The Audience
A circus parable
There once was a great circus performer who, in his day, had been an unrivaled master of the seven circus arts. He had performed death-defying feats and delighted audiences everywhere he went.
The performer had a son, his only son, whom he loved. The boy was a dreamy, gentle child, who loved to wander alone in the fields and forests beyond the circus grounds, speaking and singing to himself. From the time the boy was small the father had taught him the arts of the circus – how to balance, soar, and tumble, how to make the audience laugh and applaud. “You must always please the audience,” he would say. But for protection for the boy, the father had never allowed him to come into the circus tent. There were dangers and mysteries there of which he could not speak.
Now the father was aged – his beard was long, his eyesight was fading, and he could no longer grip the trapeze. And the boy was now a young man.
So the father called for his son and spoke: “Throughout my years performing in the arena,” he said, “the roar of the audience has been my companion. I have heard their laughter and their applause. But the lights in the arena are bright, my son. And as a performer, they are always in your eyes. Because of this, in all my years, much as I have strained to look and much as I have yearned for just one glimpse, I have only heard the audience. I have never seen them.
“Now it is time,” he continued, “for you to take my place in the great tent. I have taught you everything I know, and you are well-prepared. But to meet the soul’s longing, there is one thing that I will require of you in return; one task before you may come home: You must bring me a picture of the audience.”
The young man loved and trusted his father, but he feared the circus. He did not want to balance on a wire high in the air or dress like a clown and play the fool for his livelihood. He feared the heights, he feared the fire, he feared the lions. Most of all he feared the audience. How could he ever capture their picture if his father could not?
So the young man delayed. He said to his father, “I have all the skills you’ve taught me, but where are the circus regalia? Where are the stilts I will use? Where is the pole for me to balance on the wire? Where is the clown costume I will wear?” His father replied, “The Circus Master will provide the regalia, my son.”
His father took him by the arm and brought him to the great circus tent. It appeared to the young man like a dark, towering cumulonimbus cloud, full of mystery and terror. The dark tent flap waved, ushering him in. He resisted, but his father pushed him through the doorway, and he stepped across into the thick darkness.
As soon as he entered the tent, the darkness convulsed and flashed like a gleaming cockroach and brilliant light flooded his eyes. It was so bright, beaming from every direction, that the young man could see nothing at all. He closed his eyes and saw the glow of the stage lights through his lids.
He could hear a cacophony of sounds all around, unlike any he had ever heard – otherworldly murmurs and echoes, snippets of conversation, his mother’s lullaby, the far distant roar of lions, beasts screeching and howling. Static, tinnitus. The sounds rose and fell together, undulating like a single symphony. The young man covered his ears and heard uproarious laughter.

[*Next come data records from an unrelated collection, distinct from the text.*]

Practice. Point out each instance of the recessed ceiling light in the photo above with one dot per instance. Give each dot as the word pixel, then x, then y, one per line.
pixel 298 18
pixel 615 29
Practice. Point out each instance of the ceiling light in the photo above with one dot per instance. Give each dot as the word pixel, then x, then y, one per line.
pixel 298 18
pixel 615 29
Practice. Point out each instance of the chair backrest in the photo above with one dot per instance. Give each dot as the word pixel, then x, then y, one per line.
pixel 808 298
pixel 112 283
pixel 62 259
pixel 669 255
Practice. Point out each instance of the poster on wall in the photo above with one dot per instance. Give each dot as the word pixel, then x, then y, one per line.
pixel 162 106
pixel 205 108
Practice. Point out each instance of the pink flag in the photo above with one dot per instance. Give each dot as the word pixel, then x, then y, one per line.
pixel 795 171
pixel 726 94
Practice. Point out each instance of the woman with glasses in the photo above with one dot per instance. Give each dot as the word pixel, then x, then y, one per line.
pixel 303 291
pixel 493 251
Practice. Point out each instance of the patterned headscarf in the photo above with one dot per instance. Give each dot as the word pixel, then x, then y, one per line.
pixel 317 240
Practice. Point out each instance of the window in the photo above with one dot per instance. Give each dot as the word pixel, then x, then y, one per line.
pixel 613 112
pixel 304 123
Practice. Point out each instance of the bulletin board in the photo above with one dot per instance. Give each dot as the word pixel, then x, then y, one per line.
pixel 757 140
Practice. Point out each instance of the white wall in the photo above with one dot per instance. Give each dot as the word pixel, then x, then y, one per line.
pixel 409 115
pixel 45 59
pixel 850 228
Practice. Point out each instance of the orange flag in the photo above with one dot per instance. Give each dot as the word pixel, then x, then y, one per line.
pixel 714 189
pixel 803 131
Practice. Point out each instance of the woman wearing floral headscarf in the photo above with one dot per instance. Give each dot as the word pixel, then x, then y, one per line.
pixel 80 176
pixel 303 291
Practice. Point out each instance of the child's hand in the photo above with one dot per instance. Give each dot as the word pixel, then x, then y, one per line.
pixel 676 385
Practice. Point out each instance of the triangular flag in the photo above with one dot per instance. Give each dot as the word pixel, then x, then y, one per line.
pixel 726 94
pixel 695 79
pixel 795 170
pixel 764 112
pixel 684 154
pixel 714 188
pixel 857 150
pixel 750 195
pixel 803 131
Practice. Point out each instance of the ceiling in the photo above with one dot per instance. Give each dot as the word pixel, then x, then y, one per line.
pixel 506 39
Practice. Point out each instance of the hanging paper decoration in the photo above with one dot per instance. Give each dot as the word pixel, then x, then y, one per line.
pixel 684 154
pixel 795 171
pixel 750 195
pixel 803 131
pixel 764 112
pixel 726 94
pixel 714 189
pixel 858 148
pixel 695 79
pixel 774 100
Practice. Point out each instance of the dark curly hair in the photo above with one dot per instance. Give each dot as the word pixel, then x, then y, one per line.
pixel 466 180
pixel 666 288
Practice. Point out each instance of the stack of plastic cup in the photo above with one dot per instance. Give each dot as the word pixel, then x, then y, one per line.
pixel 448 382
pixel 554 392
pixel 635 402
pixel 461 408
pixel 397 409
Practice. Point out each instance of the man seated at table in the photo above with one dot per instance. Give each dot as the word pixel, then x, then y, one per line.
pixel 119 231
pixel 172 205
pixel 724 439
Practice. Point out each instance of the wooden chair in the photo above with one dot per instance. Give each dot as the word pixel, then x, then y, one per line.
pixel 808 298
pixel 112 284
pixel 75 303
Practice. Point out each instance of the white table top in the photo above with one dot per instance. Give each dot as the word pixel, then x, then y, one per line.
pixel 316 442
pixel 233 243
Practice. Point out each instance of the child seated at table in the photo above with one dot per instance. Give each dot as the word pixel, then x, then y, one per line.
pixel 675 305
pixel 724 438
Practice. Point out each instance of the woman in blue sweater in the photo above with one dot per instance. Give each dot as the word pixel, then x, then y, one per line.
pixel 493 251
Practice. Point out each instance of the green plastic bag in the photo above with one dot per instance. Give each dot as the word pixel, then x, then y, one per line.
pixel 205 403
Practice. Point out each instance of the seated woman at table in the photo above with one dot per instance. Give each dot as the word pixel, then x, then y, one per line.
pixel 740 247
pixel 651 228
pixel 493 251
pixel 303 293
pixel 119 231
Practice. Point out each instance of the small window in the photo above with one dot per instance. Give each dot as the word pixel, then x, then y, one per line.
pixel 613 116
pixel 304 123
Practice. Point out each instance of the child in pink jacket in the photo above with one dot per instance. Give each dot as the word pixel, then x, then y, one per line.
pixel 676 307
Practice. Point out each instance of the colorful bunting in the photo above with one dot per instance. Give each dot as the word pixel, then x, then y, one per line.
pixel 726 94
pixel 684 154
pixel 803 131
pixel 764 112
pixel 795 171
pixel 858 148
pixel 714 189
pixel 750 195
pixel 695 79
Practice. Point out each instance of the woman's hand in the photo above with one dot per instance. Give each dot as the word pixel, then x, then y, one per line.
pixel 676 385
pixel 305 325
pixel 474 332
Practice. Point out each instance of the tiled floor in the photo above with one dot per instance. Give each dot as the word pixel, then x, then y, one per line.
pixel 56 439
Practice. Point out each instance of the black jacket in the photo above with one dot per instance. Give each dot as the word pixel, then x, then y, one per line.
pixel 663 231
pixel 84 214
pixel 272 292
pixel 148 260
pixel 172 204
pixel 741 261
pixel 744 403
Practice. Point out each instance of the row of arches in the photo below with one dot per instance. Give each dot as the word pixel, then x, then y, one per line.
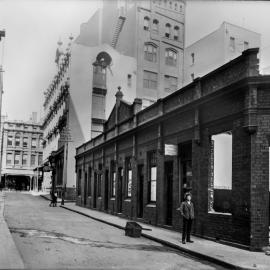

“You’re late,” said a woman’s voice sharply next to him. “You’re keeping the audience waiting. Open your eyes and take your hands out of your ears. You look like a fool.” The young man squinted his eyes open and saw the glowing outline of a giant clown standing before him, perhaps nine feet tall – white face, huge red nose, permanent painted smile, polka dotted shirt, long hair down to her knees. He remembered now – his father had told him about this female giant. This was the Circus Master.
The Circus Master produced a tall mirror, seemingly from thin air, and showed the young man his reflection. The young man was astounded to see that he too was dressed in a clown suit, his own face plastered white with a permanent red smile. He barely could recognize himself.
“I assume,” said the Circus Master, “that you’ve been properly instructed as to the means of your survival: You must perform to the satisfaction of the audience. You will need to delight them with your cheerfulness and thrill them with the precarity of your stunts. You must always wear a costume. The audience at this august circus has high standards and nothing is guaranteed.”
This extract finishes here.